# Pensacola Kayak Anglers Meeting Results



## Flatspro (Oct 3, 2007)

First of all a big thanks to Ted of the Gulf Coast Fishing Association for showing up and leading the get together. It was a pleasure meeting everyone that showed up.

The meeting started out basically discussing all that the GCKFA and what it does to support the kayak fishing community with tournaments and rigging clinics ect..... Then we turned to what our area needs and we discussed the fact of a possible name change to the Pensacola Kayak Fishing Association instead of the Gulf Coast for the simple reasons that everything is already in place just something to call our own. Next we discussed the issue of having meetings and clinics both inshore and offshore to increase participation in club events.

Ted was and is very good at what he does and as a group mostly brought up by Ted is just fresh ideas to get the club moving in the right direction and as the kayaking community grows in leaps and bounds we need to band together and grow. Ted again Thanks for all that you have done to bring the Kayak community together.

I just want to put out a feeler to fellow yakkers about the idea of holding more clinics on fishing ie king mackeral, redfish, flounder, snapper and trout just to name a few. You know like where to and how to. Its just one of the discussions that we had. The other was holding little club tournament like a trash can slam tourney ( lady fish, catfish, pinfish) and stuff like that something cheap like $15-$20 with a 100% payback. These are just some of the ideas discussed to get more community involvement.

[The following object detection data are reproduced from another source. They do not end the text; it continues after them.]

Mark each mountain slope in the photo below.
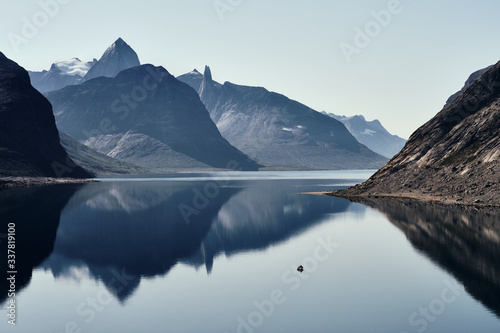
[179,67,386,169]
[0,52,91,178]
[333,62,500,205]
[84,38,141,80]
[47,65,258,170]
[444,66,493,108]
[322,112,406,158]
[59,132,151,176]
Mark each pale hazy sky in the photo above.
[0,0,500,138]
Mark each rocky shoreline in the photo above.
[0,177,97,191]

So please weigh in with any ideas so that we can add to the current camp outs and the GCKFA tournament and make our local kayak fishing community grow.

Thanks,

Chad Skeeles

P.S.
It was a pleasure meeting all that attended and look forward to fishing with all of you in the future.


----------



## Redalert08 (May 30, 2011)

You beat me to the punch Chad! Had a awesome time and it was really nice to actully meet everyone. I was talking to my wife about a few things that we talked about like the smaller tournaments such as introducing a points systems and holding around 10 small tournaments a year and the main event being the tournament in may. There is alot of things that I want to get going and knowing that you guys got my back and supporting me makes me feel better. I want to also thank Ted for being so open about all this I know this is his baby so I know it's alittle weird but this will be a great year to be a yaker! Look foward to discussing this more with everyone next time.

Chase


----------



## fishn4fun (May 11, 2008)

Wish I could've made it this was a busy Sunday for me looking forward to it though


----------



## bbarton13 (May 4, 2009)

i also had a great time at the meeting and enjoyed hearing everyones ideas and cant wait to see how big we can grow, also cant wait to meet more fellow yakkers! thanks ted and other existing members of the gckfa for letting all of us express our ideas!


----------



## cltucker11 (Jul 20, 2010)

*Clinics*

I'm totally in support of the clinics. I hope we can do some of them online as there are out of town folks that will be very interested.


----------



## BlackJeep (Jun 13, 2010)

I'm glad I went. It was a good example of how much fun a simple get together can be. I for one, plan to be more active in the club and to do my part. Those of you who aren't in the club yet, I hope you join. I like Ferd and Ted's leadership in the club and after this discussion, I hope we can continue to enjoy that leadership, have more activities, and more people actively participating in making stuff happen. 

I love the species clinics idea. While I read all the time on how to improve my fishing, it's always helpful to hear it from those who've had more success and to be able to ask questions.

I'm not in favor of a name change. I think the kayak community at large knows who we are and where we are and there's no confusion. I think we risk losing some of the name recognition and the reputation associated with it that the club has built over the years. It's probably an issue that should come to a club vote anyway.


----------



## Infidel Castro (Jul 31, 2011)

Glad I made the meeting too. It was nice to put some faces on the posters here. I was encouraged by the enthusiasm for our sport and the spirit of friendship that was there. Basically just a bunch of folks who love to kayak fish and want to enjoy it together.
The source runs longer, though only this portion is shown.